A Specific A/T Polymorphism in Western Tyrosine Phosphorylation B-Motifs Regulates Helicobacter pylori CagA Epithelial Cell Interactions
Figure 2
Sequence comparison of the three TPM sites in CagA proteins from different clinical H. pylori strains and specific detection of phosphorylated EPIYT-motif during co-culture.
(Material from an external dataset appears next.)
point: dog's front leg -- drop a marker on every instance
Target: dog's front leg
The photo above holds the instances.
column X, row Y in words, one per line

Panel A: CagA proteins of H. pylori vary in their carboxy-terminal TPM sites. These EPIYA-repeats serve as tyrosine phosphorylation sites of CagA and can be targeted by c-Abl and c-Src kinases. Three EPIYA- or EPIYT-segments at position A, B and C are shaded with yellow. One striking feature of B-TPM is the presence of a threonine residue in the +1 position (shaded with blue) relative to the phosphorylated tyrosine residue, which is highly conserved in most but not all H. pylori strains and may affect the capabilities of binding the p85 subunit of PI3-kinase, as discussed in the text. The CagA protein sequences were obtained from databases and sequence alignment was done using the ClustalW2 program (http://www.ebi.ac.uk/Tools/msa/clustalw2/). Panel B: To investigate whether the EPIYT-motif can be phosphorylated during co-culture, AGS cells were co-incubated with the indicated CagA-expressing H. pylori strains for 6 h. Phosphorylation of CagA was examined using the phospho-specific α-pCagA-EPIYT-918 antibody. Loading of equal amounts of protein in each sample was confirmed by probing with monoclonal α-CagA and α-GAPDH antibodies.